The photometric redshift problem is a classic Regression problem
from astroML.datasets import fetch_sdss_specgals
data = fetch_sdss_specgals()
# put magnitudes in a matrix
X = np.vstack([data['modelMag_%s' % f] for f in 'ugriz']).T
y = data['z']
# Split into training and testing data
X_train, X_test, y_train, y_test = train_test_split(X, y)
from sklearn.linear_model import LinearRegression
est = LinearRegression()
est.fit(X_train, y_train)
y_pred = est.predict(X_test)
plt.plot(y_test, y_pred, ',k')
plt.plot([0, 1], [0, 1], ':k')
plt.xlim(0, 0.6)
plt.ylim(0, 0.6)
(0, 0.6)
Let's try this with the Random Forest Regressor.
For the sake of our sanity and the speed of calculation, we'll only look at 10% of the training data:
from sklearn.ensemble import RandomForestRegressor
model = RandomForestRegressor()
model.fit(X_train[::10], y_train[::10])
y_pred = model.predict(X_test)
plt.plot(y_test, y_pred, ',k')
plt.plot([0, 1], [0, 1], ':k')
plt.xlim(0, 0.6)
plt.ylim(0, 0.6)
print("rms = {0}".format(np.sqrt(np.mean((y_test - y_pred) ** 2))))
rms = 0.02425808780032367
This is a better RMS (and, by-eye, a much better fit) than we saw above with the simple linear regression.

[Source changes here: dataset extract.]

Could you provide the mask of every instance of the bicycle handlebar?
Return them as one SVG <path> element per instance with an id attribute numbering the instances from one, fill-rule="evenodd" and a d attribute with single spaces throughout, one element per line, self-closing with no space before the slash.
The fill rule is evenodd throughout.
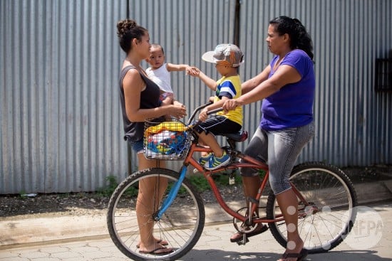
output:
<path id="1" fill-rule="evenodd" d="M 200 120 L 197 120 L 196 123 L 194 122 L 193 124 L 192 124 L 192 122 L 193 121 L 193 119 L 195 118 L 195 116 L 196 116 L 196 114 L 197 113 L 197 112 L 199 112 L 202 109 L 205 108 L 207 106 L 212 105 L 212 103 L 214 103 L 214 102 L 212 102 L 212 101 L 209 101 L 206 104 L 200 105 L 198 107 L 197 107 L 196 109 L 195 109 L 195 110 L 193 111 L 193 112 L 192 113 L 192 114 L 190 115 L 189 119 L 187 122 L 187 125 L 191 125 L 192 124 L 192 125 L 193 125 L 193 127 L 197 126 L 200 123 Z M 211 110 L 210 111 L 208 111 L 207 112 L 207 115 L 211 115 L 214 113 L 217 113 L 217 112 L 221 112 L 222 110 L 223 110 L 222 107 Z"/>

Let's see how the rms changes as we change the depth of the trees:
max_depths = np.arange(1, 20)
rms_values = []
for max_depth in max_depths:
model = RandomForestRegressor(random_state=0, max_depth=max_depth)
model.fit(X_train[::10], y_train[::10])
y_pred = model.predict(X_test)
rms_values.append(np.sqrt(np.mean((y_test - y_pred) ** 2)))
plt.plot(max_depths, rms_values);
Apparently using a large max_depth leads to a better rms! But we should be careful here: as max_depth gets larger, our tendency to over-fit the data also becomes larger.